An incredible twist of fate
In 1951, a German researcher made a discovery that was to change everything. His name was Winfried Otto Schumann and he was a professor of Physics at the Technical University in Munich. One day he was teaching his students the physics of electricity, explaining how a sphere inside another sphere can generate voltage and therefore frequency. The students could not quite comprehend this phenomenon. The professor asked them to envision the Earth as being a sphere inside another sphere (the ionosphere). He drew a picture on the blackboard and asked them to compute the voltage existing between the two. Schumann himself did not know the answer. So he started to compute along with his students. Finally he came to a frequency of about 10 Hz. He could hardly believe that the Earth had a pulse, a measurable frequency. Though proud of his discovery, the brilliant professor didn’t realize how important it really was. Schumann's results were published on the last pages of a not very popular scientific journal under the headline the Schumann Resonance. Only after a number of years and an incredible twist of fate did the professor understand how great his discovery was.
That twist of fate had already taken place 30 years before due to another German scientist― Hans Berger. Using an electroencephalograph of his own design, Berger was the first to record the electrical frequencies transmitted by the human brain. This discovery was originally to be named after him, but Berger, a modest man, named it the "Alpha waves".
Shortly after Schumann's discovery, a fellow physician of Hans Berger came upon a scientific journal that had published the article on Schumann resonance a few years before. He read it several times and understood the magnitude of that discovery. The frequency of Alpha waves recorded and measured by Hans Berger was almost identical to Schumann resonance, the frequency of the Earth. That physician immediately contacted Schumann and persuaded him to carry on his research. Helped by one of his students, the professor at the Technical University in Munich started to study closely how the voltage was discharged through lightning bolts inside the cavity between the Earth and the ionosphere. By computing, he came to an exact result. Namely, that Schumann resonance was 7.83 Hz. It was astonishing. Schumann resonance had the same value as the Alpha waves measured by Hans Berger. The brain waves that bear on our creativity, performance, level of stress, anxiety and immune system proved to have the same frequency as our planet. The pulse of our Earth became the pulse of life itself. Coincidence?
Reference:
Technology For Life
Hans Berger (21 May 1873―1 June 1941) was a German psychiatrist. He is best known as the inventor of electroencephalography (EEG) (a method for recording "brain waves") in 1924, coining the name, and as the discoverer of the alpha wave rhythm, also known as the "Berger wave".
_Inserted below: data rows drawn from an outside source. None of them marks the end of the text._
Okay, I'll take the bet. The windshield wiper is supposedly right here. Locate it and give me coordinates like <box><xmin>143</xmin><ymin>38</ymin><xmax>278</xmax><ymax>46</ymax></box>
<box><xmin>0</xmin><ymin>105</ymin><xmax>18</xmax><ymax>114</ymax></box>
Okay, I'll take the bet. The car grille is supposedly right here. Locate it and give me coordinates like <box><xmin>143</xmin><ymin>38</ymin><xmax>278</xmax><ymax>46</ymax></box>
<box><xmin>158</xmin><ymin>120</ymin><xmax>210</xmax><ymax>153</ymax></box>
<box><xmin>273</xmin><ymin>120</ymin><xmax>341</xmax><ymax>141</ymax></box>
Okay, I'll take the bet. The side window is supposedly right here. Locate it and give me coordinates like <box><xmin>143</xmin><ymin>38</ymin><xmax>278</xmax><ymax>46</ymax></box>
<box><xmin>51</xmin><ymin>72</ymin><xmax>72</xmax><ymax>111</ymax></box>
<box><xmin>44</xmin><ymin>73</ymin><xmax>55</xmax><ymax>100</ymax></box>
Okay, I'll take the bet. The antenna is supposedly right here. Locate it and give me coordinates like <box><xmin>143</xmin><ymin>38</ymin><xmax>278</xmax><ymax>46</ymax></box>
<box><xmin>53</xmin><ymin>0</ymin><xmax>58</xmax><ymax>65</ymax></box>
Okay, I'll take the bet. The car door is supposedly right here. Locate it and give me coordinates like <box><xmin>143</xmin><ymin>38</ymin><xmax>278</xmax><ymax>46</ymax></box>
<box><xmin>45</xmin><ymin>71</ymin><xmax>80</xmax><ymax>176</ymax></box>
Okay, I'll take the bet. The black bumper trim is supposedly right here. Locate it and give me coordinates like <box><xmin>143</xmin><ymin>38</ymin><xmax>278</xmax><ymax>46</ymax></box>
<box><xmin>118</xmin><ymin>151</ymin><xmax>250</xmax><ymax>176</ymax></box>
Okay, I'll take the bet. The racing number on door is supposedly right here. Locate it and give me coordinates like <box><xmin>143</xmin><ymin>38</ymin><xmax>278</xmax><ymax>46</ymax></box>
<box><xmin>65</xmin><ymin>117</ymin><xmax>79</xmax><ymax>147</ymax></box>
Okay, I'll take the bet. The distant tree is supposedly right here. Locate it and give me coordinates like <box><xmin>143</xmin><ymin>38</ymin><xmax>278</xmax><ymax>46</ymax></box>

In 1924, Berger succeeded in recording the first human electroencephalogram (EEG). Filled with doubt, he took five years to publish his first paper in 1929 which demonstrated the technique for "recording the electrical activity of the human brain from the surface of the head". His findings were met with incredulity and derision by the German medical and scientific establishments.
Winfried Otto Schumann (20 May 1888―22 September 1974) was a German physicist who predicted the Schumann resonances, a series of low-frequency resonances caused by lightning discharges in the atmosphere.
This global electromagnetic resonance phenomenon is named after physicist Winfried Otto Schumann who predicted it mathematically in 1952. Schumann resonances occur because the space between the surface of the Earth and the conductive ionosphere acts as a closed waveguide. The limited dimensions of the Earth cause this waveguide to act as a resonant cavity for electromagnetic waves in the ELF band. The cavity is naturally excited by electric currents in lightning. Schumann resonances are the principal background in the part of the electromagnetic spectrum from 3 Hz through 60Hz, and appear as distinct peaks at extremely low frequencies (ELF) around 7.83 Hz (fundamental), 14.3, 20.8, 27.3 and 33.8Hz.